Sie hat etwas von „Dinner for One“, die Politik der Europäischen Zentralbank. Jeden Monat tagt der Rat der Bank, die Finanzwelt fragt sich: Ist’s jetzt mal vorbei mit der Geldflut? Und jeden Monat zuckt Mario Draghi mit den Schultern und sagt: Same procedure. Nö.

In einer Sache hat der Obereurochef recht. Die EZB reagiert nicht auf Kritik, weder von innen noch außen, vor allem nicht aus Deutschland, und stärkt damit das höchste Gut, das eine Zentralbank hat: ihre Unabhängigkeit.

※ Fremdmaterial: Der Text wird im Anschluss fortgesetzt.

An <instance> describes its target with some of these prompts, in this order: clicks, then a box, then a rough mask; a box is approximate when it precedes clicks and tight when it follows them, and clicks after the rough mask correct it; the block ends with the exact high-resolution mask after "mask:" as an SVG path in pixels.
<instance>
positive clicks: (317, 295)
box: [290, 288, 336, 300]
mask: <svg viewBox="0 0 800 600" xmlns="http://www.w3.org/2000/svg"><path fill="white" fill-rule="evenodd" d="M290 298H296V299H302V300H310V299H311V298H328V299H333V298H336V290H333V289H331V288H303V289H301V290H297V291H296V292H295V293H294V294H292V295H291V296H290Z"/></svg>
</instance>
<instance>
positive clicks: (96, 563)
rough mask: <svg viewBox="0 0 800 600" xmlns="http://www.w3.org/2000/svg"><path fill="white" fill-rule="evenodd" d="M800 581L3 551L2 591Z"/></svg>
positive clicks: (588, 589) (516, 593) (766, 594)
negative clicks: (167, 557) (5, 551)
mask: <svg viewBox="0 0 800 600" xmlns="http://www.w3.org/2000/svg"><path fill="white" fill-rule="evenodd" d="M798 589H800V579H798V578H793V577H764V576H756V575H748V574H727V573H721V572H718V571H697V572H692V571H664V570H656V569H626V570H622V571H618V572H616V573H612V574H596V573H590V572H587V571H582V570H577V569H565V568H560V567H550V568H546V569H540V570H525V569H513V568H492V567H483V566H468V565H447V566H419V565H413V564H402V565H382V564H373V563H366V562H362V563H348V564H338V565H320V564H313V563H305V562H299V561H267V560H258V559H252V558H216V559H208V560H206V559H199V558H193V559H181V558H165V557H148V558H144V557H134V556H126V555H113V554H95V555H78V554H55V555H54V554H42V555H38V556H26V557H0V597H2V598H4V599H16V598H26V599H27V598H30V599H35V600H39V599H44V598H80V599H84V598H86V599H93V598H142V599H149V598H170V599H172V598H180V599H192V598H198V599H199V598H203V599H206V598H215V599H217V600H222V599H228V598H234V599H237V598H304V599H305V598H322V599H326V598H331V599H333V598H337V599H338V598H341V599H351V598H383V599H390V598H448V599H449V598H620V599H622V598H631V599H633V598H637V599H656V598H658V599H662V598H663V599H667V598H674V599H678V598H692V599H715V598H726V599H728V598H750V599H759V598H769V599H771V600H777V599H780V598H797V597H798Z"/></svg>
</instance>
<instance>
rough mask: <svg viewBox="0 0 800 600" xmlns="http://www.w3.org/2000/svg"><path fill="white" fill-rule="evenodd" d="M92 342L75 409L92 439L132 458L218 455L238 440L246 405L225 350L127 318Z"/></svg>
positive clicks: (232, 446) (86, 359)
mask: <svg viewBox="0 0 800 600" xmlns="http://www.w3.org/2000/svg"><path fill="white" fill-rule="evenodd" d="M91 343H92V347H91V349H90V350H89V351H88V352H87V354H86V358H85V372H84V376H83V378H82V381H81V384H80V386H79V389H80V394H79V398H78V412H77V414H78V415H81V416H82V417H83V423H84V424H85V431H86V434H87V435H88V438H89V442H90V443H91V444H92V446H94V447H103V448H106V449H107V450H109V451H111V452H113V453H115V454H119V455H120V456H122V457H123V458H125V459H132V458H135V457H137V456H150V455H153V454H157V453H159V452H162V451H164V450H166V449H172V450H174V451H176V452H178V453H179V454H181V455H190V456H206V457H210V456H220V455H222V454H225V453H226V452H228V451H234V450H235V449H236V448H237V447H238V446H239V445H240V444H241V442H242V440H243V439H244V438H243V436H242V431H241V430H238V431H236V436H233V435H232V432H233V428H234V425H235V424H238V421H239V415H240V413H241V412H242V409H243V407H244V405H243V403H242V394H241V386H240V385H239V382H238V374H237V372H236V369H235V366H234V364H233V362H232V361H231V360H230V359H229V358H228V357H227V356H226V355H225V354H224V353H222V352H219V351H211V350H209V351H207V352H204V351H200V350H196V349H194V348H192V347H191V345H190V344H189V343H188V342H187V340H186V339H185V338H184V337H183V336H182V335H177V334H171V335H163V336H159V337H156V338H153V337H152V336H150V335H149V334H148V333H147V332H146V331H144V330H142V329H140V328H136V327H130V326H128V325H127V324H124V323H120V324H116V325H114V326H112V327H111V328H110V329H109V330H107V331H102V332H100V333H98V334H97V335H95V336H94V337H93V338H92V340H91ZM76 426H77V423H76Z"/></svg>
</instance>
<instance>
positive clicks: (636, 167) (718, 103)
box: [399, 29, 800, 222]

Das wäre es dann aber auch schon an Positivem. Die Grundfrage ist ja, ob niedrige Zinsen und Geldflut ökonomisch vernünftig und moralisch gerechtfertigt sind. Über das Erste lässt sich trefflich streiten. Der deutsche Sparer wird oft bemüht, erst diese Woche beklagte die FAZ wieder, dass ebenjenem seit 2010 344 Milliarden Euro entgangen seien. Da wird wieder einmal das hierzulande gerne hochgehaltene Bild des von Europa abgezockten Deutschen bemüht, das in diesem Fall besonders schräg ist – Gerüchten zufolge gibt es auch Spanier, Griechen und Italiener, die Geld auf ihrem Konto haben und unter niedrigen Zinsen leiden.

Dass die EZB die Zinsen vor allem zu dem Zweck bei null hält, die Wirtschaft in Italien nicht über den Jordan zu schicken, ist richtig – aber davon profitiert der deutsche Staatshaushalt ebenso wie die Italiener. Nein, die Deutschen sollten aufhören, so zu tun, als mache die EZB Politik ­gegen sie. Nullzinsen sind ein Kapitalismusexperiment, das in allen Euroländern neue Gewinner und neue Verlierer produziert.

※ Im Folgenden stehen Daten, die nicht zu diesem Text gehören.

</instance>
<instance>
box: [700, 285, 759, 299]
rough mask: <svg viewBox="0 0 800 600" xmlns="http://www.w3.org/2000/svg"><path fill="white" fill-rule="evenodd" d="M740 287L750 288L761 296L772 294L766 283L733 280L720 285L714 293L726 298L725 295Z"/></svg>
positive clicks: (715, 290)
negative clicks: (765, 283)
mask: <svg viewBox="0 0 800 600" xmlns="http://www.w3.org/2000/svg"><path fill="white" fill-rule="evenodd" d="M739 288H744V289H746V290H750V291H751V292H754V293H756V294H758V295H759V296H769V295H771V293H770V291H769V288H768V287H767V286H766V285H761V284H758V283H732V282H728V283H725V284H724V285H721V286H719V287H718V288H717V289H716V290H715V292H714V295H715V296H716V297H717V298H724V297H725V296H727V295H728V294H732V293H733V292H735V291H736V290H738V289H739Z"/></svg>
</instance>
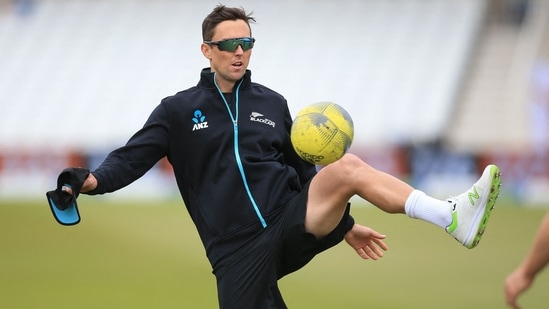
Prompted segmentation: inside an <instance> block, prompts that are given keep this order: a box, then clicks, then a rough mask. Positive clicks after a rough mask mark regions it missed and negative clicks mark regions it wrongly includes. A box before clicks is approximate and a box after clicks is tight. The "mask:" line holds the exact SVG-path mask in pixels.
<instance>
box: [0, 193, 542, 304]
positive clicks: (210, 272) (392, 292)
mask: <svg viewBox="0 0 549 309" xmlns="http://www.w3.org/2000/svg"><path fill="white" fill-rule="evenodd" d="M114 200H115V199H107V198H102V197H94V198H93V197H88V196H82V197H81V198H80V200H79V203H80V204H79V205H80V213H81V216H82V222H81V223H80V224H79V225H77V226H73V227H64V226H61V225H59V224H58V223H57V222H56V221H55V220H54V219H53V217H52V216H51V213H50V210H49V208H48V206H47V203H46V201H45V199H44V200H43V201H38V202H35V203H30V202H29V203H15V202H10V201H0V232H1V235H2V236H0V308H10V309H11V308H217V298H216V291H215V280H214V277H213V275H212V274H211V269H210V267H209V264H208V262H207V259H206V257H205V254H204V250H203V248H202V245H201V243H200V241H199V238H198V234H197V232H196V230H195V229H194V226H193V225H192V222H191V221H190V219H189V216H188V214H187V213H186V210H185V208H184V206H183V205H182V204H181V203H180V202H179V201H177V200H176V201H163V202H159V203H157V204H156V205H154V203H152V202H151V203H144V202H123V201H119V200H116V202H113V201H114ZM544 212H545V210H543V209H519V208H516V207H512V206H511V205H506V204H505V203H502V202H500V203H499V204H498V208H497V209H496V210H495V211H494V213H493V215H492V217H491V219H490V223H489V226H488V230H487V232H486V234H485V236H484V238H483V240H482V242H481V243H480V245H479V246H478V247H477V248H475V249H473V250H468V249H465V248H464V247H462V246H461V245H460V244H459V243H457V242H456V241H455V240H454V239H452V238H451V237H450V236H448V235H447V234H446V233H444V232H443V231H442V230H440V229H439V228H437V227H435V226H433V225H430V224H427V223H423V222H421V221H418V220H412V219H408V218H407V217H405V216H404V215H388V214H385V213H382V212H381V211H379V210H377V209H375V208H372V207H354V208H353V210H352V214H353V216H354V217H355V219H356V221H357V222H359V223H363V224H365V225H369V226H371V227H373V228H374V229H377V230H378V231H380V232H382V233H385V234H387V235H388V238H387V240H386V243H387V244H388V245H389V251H387V253H386V256H385V257H384V258H383V259H381V260H379V261H375V262H374V261H370V260H367V261H364V260H362V259H360V258H359V257H358V256H357V255H356V253H355V252H354V251H353V250H352V249H350V248H349V247H348V246H347V245H346V244H344V243H342V244H340V245H338V246H336V247H335V248H333V249H332V250H330V251H328V252H325V253H323V254H321V255H319V256H318V257H317V258H315V259H314V260H313V261H312V262H311V263H310V264H309V265H307V266H306V267H305V268H304V269H302V270H300V271H299V272H297V273H294V274H291V275H289V276H287V277H286V278H283V279H282V280H281V281H280V288H281V290H282V293H283V295H284V297H285V300H286V303H287V304H288V306H289V307H290V308H319V309H320V308H330V309H331V308H391V309H394V308H445V309H450V308H506V307H505V304H504V301H503V289H502V287H503V280H504V278H505V276H506V275H507V273H508V272H510V271H511V270H512V269H513V268H514V267H515V266H516V265H517V264H518V263H519V262H520V261H521V259H522V257H523V256H524V254H525V253H526V251H527V250H528V248H529V247H530V245H531V244H532V240H533V236H534V233H535V231H536V230H537V227H538V224H539V222H540V220H541V217H542V216H543V214H544ZM547 290H549V272H543V273H542V274H541V276H540V277H539V278H538V279H537V281H536V283H535V285H534V286H533V287H532V288H531V289H530V290H529V291H528V292H527V293H526V294H525V295H524V296H523V297H522V298H521V303H522V304H523V305H524V308H547V307H548V306H549V305H548V304H547V301H548V300H549V297H548V296H547V294H546V293H547Z"/></svg>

Damit haben auch alle Länder das gleiche Problem: Europa wächst, die Wirtschaft erholt sich, die EZB drosselt die Geldzufuhr trotzdem nicht. Man kann nur hoffen, dass die Blasen, die sie damit erzeugt – bei Immobilien, auf Aktienmärkten – nicht unmittelbar vor dem Platzen stehen. Denn käme es zu einer erneuten Finanzkrise, die EZB wäre machtlos. Und der Euro womöglich verloren.